On a routine morning flight from Denver to Charlotte, NC, on Saturday, February 21, 2015, and shortly after takeoff, a pilot’s voice came over the intercom asking if any medical personnel were traveling with them that morning. Dr. Janice Weixelman, traveling with her husband, and on their way to Florida for some vacation time, responded to the request and walked a few rows behind her to find a gentleman complaining of severe heartburn, sweating profusely and turning gray. One of the flight attendants also worked as an OR nurse and another passenger, a Physician Assistant, also responded.
After an initial screening of the patient, Dr. Weixelman recognized the signs of a heart attack and asked the other responders to help get the patient to the galley of the plane where he was laid on his back and she completed a further evaluation in the very narrow area. Ten minutes into the flight and after completion of the evaluation, Dr. Weixelman gave the order for the pilot to divert the flight to the nearest airport. While in the air, and utilizing very basic supplies and equipment, Dr. Weixelman and her on-board staff started an IV, borrowed bandaids from passengers to hold the IV in place, administered oxygen, gave aspirin and monitored the patient for an additional 45 minutes until the plane landed in Kansas City. Please keep in mind that Dr. Weixelman did not have sterile gloves to work with because the only gloves provided were used as a tourniquet to start the IV so a flight attendant poured vodka on her hands to clean them and there were other improvisations were used to get this patient cared for.

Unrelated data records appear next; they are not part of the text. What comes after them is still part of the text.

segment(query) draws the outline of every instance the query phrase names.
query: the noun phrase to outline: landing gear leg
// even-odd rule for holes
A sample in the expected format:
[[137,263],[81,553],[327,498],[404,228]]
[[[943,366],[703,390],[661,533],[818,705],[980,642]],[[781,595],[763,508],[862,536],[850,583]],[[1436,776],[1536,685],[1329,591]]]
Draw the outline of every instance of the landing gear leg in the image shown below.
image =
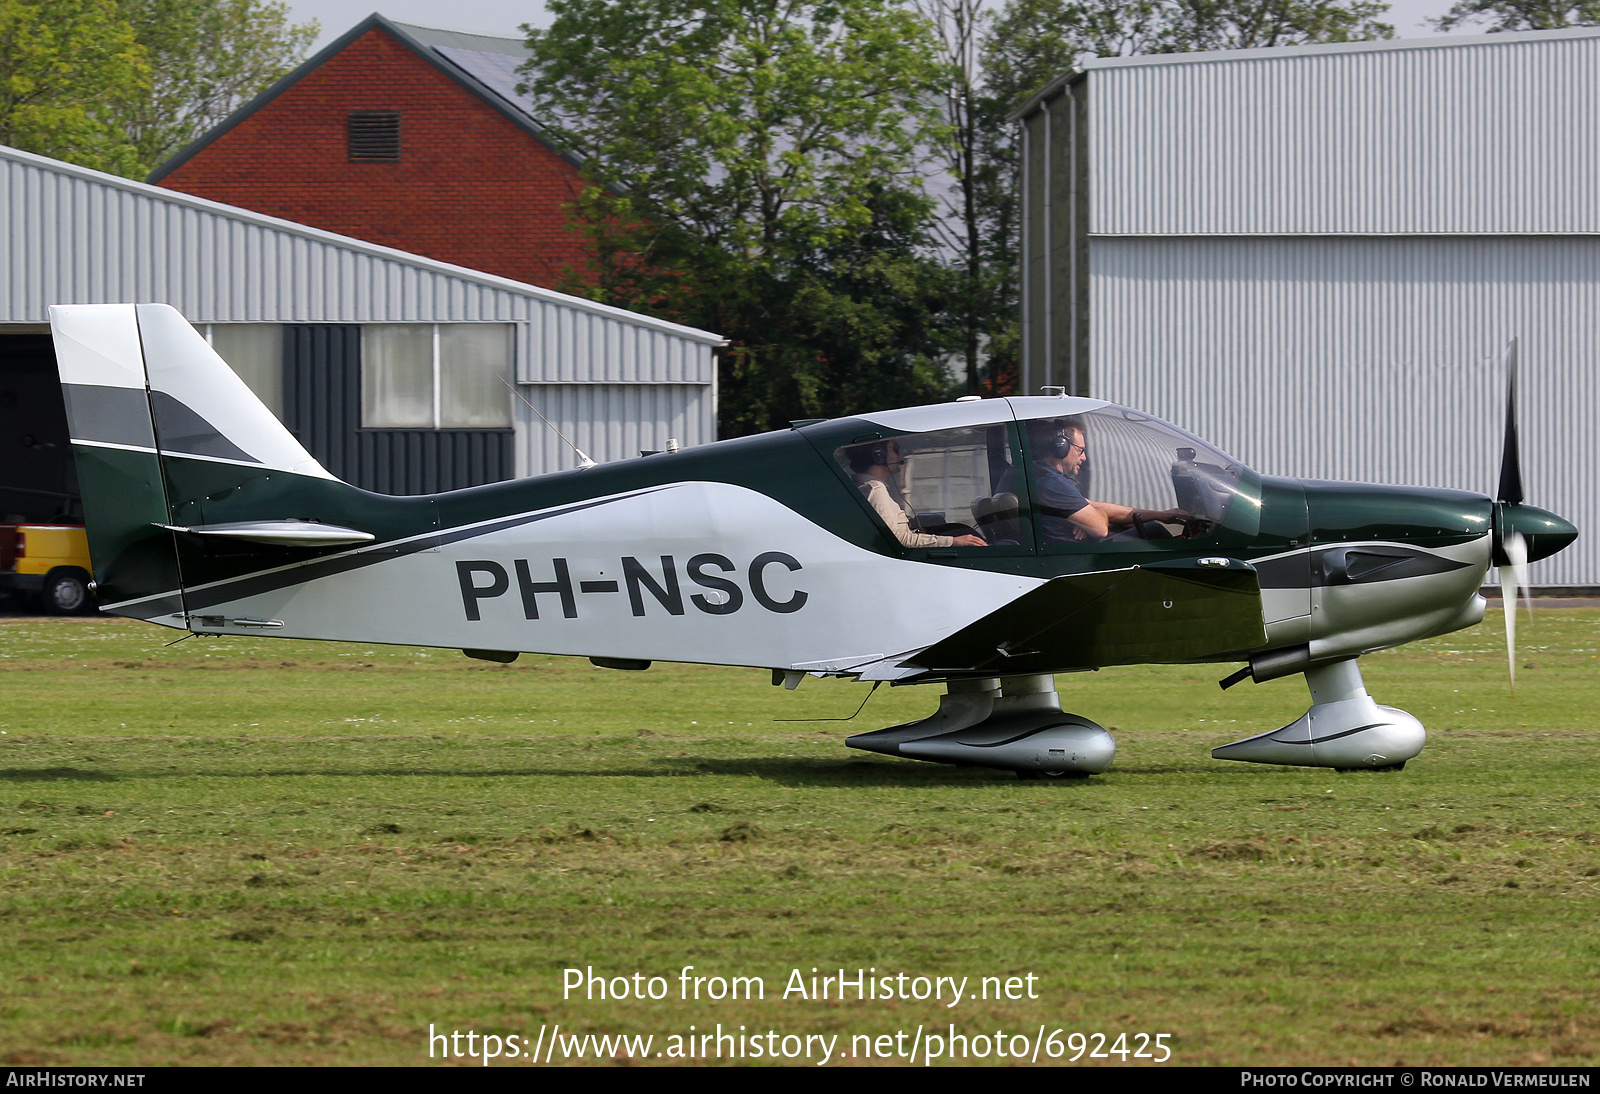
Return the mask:
[[1212,749],[1212,757],[1340,771],[1399,771],[1422,751],[1428,739],[1422,723],[1374,702],[1355,658],[1307,669],[1305,677],[1310,710],[1282,729]]

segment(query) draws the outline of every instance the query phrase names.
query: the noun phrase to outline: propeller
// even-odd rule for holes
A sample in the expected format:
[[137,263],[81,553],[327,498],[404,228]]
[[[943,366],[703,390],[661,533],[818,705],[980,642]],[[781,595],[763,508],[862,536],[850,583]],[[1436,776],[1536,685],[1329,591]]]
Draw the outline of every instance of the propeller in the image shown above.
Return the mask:
[[1506,347],[1506,438],[1500,448],[1500,491],[1495,500],[1521,505],[1522,456],[1517,444],[1517,340]]
[[1500,603],[1506,612],[1506,668],[1511,690],[1517,690],[1517,600],[1527,598],[1528,621],[1533,621],[1533,601],[1528,597],[1528,541],[1516,527],[1516,509],[1522,505],[1522,456],[1517,443],[1517,340],[1506,349],[1506,435],[1500,449],[1500,489],[1495,500],[1495,561],[1500,566]]
[[[1517,598],[1528,591],[1528,544],[1513,531],[1500,544],[1506,561],[1500,566],[1500,603],[1506,609],[1506,668],[1511,690],[1517,690]],[[1528,622],[1533,622],[1533,601],[1528,600]]]

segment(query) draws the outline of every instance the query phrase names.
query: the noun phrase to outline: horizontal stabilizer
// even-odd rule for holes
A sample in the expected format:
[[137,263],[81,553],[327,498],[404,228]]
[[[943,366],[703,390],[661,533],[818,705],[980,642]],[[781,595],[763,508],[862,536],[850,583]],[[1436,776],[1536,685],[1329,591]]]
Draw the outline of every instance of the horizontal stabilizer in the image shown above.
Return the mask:
[[1234,660],[1266,641],[1252,566],[1179,560],[1054,578],[905,664],[929,672],[1067,672]]
[[238,539],[246,543],[270,543],[279,547],[338,547],[344,544],[371,543],[378,537],[371,532],[340,528],[315,520],[240,520],[227,524],[161,524],[169,532],[191,536]]

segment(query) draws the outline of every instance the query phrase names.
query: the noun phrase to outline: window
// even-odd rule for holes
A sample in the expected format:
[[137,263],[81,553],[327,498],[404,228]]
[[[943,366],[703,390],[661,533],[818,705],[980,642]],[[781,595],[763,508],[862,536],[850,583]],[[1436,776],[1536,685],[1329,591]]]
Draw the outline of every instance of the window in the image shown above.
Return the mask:
[[283,417],[283,328],[277,323],[207,323],[201,328],[217,356]]
[[905,547],[1017,547],[1029,542],[1003,425],[862,438],[834,458]]
[[361,329],[366,429],[511,428],[511,326],[380,323]]
[[352,110],[349,130],[351,163],[400,162],[400,112]]

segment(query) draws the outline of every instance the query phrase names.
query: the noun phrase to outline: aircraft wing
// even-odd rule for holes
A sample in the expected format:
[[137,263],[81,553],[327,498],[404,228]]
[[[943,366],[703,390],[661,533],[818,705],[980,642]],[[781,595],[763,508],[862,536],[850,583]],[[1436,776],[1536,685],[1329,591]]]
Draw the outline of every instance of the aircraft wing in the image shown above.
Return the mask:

While working to stabilize and keep the patient calm, Dr. Weixelman spoke to him and learned he was from Denver, his name was Bud and was on a business trip. In Kansas City, emergency personnel was waiting for the patient, took him off the plane and to the hospital for further care.
It’s tough enough being a doctor, but, being a doctor at the cruising altitude of 38,000 feet, placing an IV in turbulence, and leading a medical team to stabilize a heart attack patient for 45 minutes until help arrives is not just a doctor – she is a hero – a Valley-Wide hero. Thank you, Dr. Weixelman, you are appreciated.